The problem here is that I do not understand well the difference between statements and blocks in control flow.

Looking the ternary operator I can use it to assign a variable. But this is an operator, so it is like applying a function--isn't it?

> my $variable = True ?? 34 !! 42;

since in the raku documentation says:

if documentation


To conditionally run a block of code, use an if followed by a condition. The condition, an expression, will be evaluated immediately after the statement before the if finishes. The block attached to the condition will only be evaluated if the condition means True when coerced to Bool. Unlike some languages the condition does not have to be parenthesized, instead the { and } around the block are mandatory:

do documentation


The simplest way to run a block where it cannot be a stand-alone statement is by writing do before it:

so this should work in both cases:

> my $variable = do {34};

> my $variable = if True {34;} else {43;} 
Word 'if' interpreted as a listop; please use 'do if' to introduce the statement control word
------> my $variable = if⏏ True {34;} else {43;} 
Unexpected block in infix position (two terms in a row)
------> my $variable = if True⏏ {34;} else {43;} 

as said in the error I need to add the do:

> my $variable = do if True {34;} else {43;} 

So the if really does not run the block...or what is the real problem here?

1 Answer 1


TL;DR: The actual difference is between statement and expression, not statement and block. do is a statement prefix that creates expressions.

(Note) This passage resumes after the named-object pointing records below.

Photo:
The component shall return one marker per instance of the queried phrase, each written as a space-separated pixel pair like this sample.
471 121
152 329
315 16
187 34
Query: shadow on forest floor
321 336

if actually creates a statement (anything that is run in Raku is), however, what it's not is an expression. do is a statement prefix, and what it does is turn statements into expressions.

However, if is not really a first-class function that you can assign to a variable or handle around. Whenever you find pieces of syntax such as that one (or for, for instance), you need to prefix them with do to "expressionify" them.

say &say.^name;# OUTPUT: «Sub␤»                                                                                                 say &do.^name; # OUTPUT: «===SORRY!=== Error while compiling <tmp>␤Undeclared  routine:␤...
say &if.^name; # OUTPUT: «===SORRY!=== Error while compiling <tmp>␤Undeclared routine:␤    if used at line 1␤␤»

So if, by itself, does not create a block, it does not create an expression, it simply creates a statement. You need to precede it with do if you want it to actually turn it into a expression. It does run the block that's behind it, however.

Let's go back to the original question, statements and blocks. Blocks are objects, first-class citizens. You can use them, apply them, pass them around.

my &ifs = { if $_ {34} else {43}};
ifs(True).say; # OUTPUT: «34␤»

Statements are throwaway blocks you simply run. In some cases, they are also expressions: they yield a result which, then, you can assign.

my &ifs = { if $_ {34} else {43}};
my $result = ifs(True).say; # OUTPUT: «34␤»
say $result;                # OUTPUT: «True␤»

The ifs(True).say statement prints to output, it also produces a result that can be assigned. All three lines are also statements, and as a matter of fact, expressions too.

Some control structures, however, do not create expressions.

Some others do; for creates a expression; while does not.

if is an example of this. They don't produce a result. You use them for the side effects: running a statement (if true) or another (if not). You might turn them into a block, as above, and pass them around. Or you can just precede them with do and make them produce a throwaway result, which you can then use.

So it will very much depend on your actual use case. You can surround the if statement with curly braces and create a block; or you can simply use the result creating an expression. Or you might want to use it just for the side effects, doing nothing.